The new head of the European Central Bank signalled on Thursday it stood ready to act more aggressively to fight Europe's debt crisis if political leaders agree next week on much tighter budget controls in the 17-nation eurozone. Speaking a day after the world's major central banks took emergency joint action to provide cheaper dollar funding for starved European banks, Mario Draghi painted a dark picture of the state of the banking system.
"A new fiscal compact would be the most important signal from euro area governments for embarking on a path of comprehensive deepening of economic integration. It would also present a clear trajectory for the future evolution of the euro area, thus framing expectations," he told the European Parliament.

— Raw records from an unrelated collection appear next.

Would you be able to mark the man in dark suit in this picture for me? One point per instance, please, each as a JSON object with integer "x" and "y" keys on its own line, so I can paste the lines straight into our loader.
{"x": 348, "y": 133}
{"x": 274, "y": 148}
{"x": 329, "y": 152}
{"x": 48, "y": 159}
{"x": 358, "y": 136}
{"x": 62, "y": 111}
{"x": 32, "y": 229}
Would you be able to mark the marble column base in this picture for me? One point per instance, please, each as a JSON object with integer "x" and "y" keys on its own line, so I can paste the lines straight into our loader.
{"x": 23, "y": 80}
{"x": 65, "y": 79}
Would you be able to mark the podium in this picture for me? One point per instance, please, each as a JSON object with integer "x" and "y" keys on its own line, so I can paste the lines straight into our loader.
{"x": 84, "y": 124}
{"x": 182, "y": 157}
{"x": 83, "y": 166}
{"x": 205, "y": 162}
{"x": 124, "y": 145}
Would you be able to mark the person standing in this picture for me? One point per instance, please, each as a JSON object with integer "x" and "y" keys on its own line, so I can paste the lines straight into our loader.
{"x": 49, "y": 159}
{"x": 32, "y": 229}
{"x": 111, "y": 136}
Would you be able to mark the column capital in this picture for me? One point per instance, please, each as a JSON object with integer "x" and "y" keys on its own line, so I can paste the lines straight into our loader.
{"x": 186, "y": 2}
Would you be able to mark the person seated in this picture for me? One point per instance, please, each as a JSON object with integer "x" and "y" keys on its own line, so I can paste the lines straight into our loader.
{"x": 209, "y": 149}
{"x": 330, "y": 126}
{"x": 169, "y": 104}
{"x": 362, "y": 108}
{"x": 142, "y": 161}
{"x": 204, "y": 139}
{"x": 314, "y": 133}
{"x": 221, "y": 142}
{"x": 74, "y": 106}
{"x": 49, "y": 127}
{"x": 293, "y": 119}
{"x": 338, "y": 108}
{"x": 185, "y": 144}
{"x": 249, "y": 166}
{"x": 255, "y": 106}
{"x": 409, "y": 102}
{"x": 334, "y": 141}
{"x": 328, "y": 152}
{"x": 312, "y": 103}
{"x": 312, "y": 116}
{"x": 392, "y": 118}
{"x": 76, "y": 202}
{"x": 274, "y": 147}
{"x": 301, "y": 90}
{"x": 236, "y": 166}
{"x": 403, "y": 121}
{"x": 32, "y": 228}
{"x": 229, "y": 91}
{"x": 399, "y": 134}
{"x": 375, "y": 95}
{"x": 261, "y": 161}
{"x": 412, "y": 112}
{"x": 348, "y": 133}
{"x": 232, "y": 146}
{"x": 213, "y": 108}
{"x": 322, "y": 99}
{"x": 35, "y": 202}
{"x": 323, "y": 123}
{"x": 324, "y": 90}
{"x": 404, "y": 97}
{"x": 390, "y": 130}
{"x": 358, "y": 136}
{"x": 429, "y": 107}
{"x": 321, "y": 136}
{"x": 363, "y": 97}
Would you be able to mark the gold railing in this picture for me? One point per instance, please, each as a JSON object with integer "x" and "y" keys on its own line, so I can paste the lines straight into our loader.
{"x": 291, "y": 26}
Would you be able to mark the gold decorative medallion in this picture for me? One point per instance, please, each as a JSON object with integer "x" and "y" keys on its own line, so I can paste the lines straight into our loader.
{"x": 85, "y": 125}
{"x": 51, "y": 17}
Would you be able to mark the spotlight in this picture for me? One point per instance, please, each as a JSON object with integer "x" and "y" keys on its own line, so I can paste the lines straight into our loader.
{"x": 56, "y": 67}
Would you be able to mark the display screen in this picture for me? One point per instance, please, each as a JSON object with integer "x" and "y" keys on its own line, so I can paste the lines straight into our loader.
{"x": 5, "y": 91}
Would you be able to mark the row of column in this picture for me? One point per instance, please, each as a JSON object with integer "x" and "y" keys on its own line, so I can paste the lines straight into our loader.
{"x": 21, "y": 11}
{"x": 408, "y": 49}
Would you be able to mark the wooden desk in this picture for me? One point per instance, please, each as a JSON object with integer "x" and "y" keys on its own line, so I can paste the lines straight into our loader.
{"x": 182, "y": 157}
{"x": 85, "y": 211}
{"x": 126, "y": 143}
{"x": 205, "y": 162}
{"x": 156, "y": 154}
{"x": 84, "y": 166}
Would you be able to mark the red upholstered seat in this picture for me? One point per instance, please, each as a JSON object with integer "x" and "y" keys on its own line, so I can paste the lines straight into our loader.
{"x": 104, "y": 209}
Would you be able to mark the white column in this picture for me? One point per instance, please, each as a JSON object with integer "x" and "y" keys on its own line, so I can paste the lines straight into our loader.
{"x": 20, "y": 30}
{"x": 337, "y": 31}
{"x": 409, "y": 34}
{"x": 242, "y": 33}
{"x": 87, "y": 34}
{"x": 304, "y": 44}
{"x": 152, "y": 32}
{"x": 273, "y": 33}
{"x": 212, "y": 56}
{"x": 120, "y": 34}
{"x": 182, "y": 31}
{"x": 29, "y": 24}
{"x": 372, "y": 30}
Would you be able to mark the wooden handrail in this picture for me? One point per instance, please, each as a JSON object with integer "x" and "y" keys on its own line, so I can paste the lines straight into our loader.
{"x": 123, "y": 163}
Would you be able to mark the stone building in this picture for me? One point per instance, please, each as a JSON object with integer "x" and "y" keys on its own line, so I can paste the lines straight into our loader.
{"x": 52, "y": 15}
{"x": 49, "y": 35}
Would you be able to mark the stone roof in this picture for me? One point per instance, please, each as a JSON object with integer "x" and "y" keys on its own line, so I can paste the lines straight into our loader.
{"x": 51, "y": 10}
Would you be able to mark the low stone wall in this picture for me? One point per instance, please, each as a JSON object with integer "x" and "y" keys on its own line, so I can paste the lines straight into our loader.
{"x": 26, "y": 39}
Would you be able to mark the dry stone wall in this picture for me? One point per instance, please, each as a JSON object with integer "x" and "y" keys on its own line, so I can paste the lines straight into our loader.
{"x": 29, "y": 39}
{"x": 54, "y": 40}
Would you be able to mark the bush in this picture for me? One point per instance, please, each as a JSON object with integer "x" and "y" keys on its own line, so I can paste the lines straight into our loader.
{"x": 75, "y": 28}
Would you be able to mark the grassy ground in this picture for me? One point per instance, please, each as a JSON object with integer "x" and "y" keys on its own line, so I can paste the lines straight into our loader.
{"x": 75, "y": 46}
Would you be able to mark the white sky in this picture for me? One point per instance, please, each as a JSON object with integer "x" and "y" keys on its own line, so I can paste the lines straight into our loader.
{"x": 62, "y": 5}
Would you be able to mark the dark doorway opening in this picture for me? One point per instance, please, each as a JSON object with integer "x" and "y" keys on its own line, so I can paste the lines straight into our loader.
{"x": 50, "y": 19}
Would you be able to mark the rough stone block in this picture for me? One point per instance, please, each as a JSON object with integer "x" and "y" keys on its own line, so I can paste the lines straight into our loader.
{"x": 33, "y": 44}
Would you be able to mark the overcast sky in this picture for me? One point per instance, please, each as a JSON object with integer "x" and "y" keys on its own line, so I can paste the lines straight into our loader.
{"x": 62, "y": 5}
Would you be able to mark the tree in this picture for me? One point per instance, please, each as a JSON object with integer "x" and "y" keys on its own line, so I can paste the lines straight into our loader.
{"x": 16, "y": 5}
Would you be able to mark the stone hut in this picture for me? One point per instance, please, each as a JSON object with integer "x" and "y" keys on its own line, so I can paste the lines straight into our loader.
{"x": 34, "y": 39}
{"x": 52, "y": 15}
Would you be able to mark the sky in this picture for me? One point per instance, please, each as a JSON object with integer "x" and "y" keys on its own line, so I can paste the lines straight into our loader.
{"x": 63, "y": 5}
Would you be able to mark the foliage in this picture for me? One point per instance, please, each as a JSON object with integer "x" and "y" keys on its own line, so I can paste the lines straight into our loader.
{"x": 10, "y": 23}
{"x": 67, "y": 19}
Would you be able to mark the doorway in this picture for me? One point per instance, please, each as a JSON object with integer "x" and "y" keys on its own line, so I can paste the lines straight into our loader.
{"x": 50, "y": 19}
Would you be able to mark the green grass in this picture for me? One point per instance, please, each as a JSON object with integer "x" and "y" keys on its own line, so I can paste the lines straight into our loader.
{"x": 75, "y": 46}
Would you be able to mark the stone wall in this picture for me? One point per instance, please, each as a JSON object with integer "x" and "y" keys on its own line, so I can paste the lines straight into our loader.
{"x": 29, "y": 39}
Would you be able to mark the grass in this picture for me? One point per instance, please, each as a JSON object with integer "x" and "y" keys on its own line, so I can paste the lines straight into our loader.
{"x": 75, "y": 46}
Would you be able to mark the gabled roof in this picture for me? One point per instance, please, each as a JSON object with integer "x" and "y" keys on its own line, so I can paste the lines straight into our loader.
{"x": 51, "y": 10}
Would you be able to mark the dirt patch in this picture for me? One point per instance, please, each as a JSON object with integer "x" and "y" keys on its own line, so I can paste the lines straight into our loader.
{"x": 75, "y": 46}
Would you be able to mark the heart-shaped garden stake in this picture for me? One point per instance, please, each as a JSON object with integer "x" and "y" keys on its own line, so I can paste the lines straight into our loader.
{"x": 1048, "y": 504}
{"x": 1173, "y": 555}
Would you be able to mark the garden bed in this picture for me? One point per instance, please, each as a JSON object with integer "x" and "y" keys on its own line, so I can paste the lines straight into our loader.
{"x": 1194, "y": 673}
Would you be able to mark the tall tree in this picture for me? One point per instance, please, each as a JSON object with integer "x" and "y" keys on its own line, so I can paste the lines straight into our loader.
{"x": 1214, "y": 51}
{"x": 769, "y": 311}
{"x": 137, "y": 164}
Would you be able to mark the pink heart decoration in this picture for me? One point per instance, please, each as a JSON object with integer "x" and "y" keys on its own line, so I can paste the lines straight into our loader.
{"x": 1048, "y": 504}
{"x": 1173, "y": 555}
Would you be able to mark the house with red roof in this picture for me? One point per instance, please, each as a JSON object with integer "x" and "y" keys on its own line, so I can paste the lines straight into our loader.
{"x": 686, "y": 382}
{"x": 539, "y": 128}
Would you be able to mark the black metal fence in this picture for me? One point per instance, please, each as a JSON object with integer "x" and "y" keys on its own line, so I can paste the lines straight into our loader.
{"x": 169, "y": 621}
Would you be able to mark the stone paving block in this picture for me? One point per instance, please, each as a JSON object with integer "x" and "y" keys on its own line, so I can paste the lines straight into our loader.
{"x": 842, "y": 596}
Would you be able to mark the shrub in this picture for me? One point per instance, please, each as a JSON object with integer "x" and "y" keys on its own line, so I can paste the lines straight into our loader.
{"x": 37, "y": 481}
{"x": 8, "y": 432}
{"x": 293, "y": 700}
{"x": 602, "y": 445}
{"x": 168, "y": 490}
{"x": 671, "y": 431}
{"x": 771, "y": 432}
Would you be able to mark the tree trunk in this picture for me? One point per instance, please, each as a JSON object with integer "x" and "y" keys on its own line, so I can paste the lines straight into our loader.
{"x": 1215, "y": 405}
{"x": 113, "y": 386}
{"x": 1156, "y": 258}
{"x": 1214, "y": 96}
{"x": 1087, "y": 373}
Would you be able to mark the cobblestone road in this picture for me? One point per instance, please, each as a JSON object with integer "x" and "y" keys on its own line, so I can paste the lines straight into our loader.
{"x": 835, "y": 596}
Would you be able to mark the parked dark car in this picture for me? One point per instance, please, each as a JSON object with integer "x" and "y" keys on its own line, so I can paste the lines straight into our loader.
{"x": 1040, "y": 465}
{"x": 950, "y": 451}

Draghi's signal lifted stock and bond markets hours before French President Nicolas Sarkozy was to outline his vision of closer euro zone integration in a televised speech (1730 GMT) ahead of a December 9 European Union summit seen as make-or-break for the eurozone.
German Finance Minister Wolfgang Schaeuble said he would propose at the summit that EU states set aside sovereign debt of over 60 percent of gross domestic product - the EU treaty limit - in special funds to be paid off over 20 years with national revenues. Draghi did not spell out what action the ECB might take, but it is under huge political and market pressure to massively step up purchases of eurozone government bonds or lend money to the IMF to support ailing Italy and Spain.
In the short-term, economists expect the central bank to relieve pressure on banks and an economy heading into recession cutting interest rates next week and announcing longer-term cheap liquidity tenders with easier collateral rules. Markets are pricing in a 25 basis point cut to 1.0 percent on December 8 and Draghi said nothing to dissuade them. In response to lawmakers' comments, he added that the ECB had scope to act within the European Union treaty and the most important thing was to make sure that frozen credit channels started to work again.
Draghi, who faces some of the toughest decisions in the currency's 12-year history after just one month in the job, said the ECB was aware many European banks were in difficulty because of stress on sovereign bonds, tight interbank funding markets and scarce collateral.
Markets were cheered by strong demand at Spanish and French bond auctions on Thursday. France's 10-year bond spread over safe haven German Bunds fell below 100 basis points for the first time since October 28 after peaking above 200 bps in mid-November. EU paymaster Germany is pressing for an agreement on treaty change to establish coercive powers to veto national budgets in the eurozone that breach agreed rules.
Berlin wants the European Commission to be empowered to reject national budgets before they go to parliament and to refer serial deficit offenders to the European Court of Justice. In Berlin, leaders of Merkel's centre-right coalition agreed that Germany's opposition to common eurozone debt issuance was non-negotiable, slamming one door which France and other southern euro zone states have tried to open. In a key policy shift, Schaeuble said on Wednesday Germany was now open to increasing the IMF's resources through bilateral loans or more special drawing rights, reversing the stance it took at last month's Cannes G20 summit.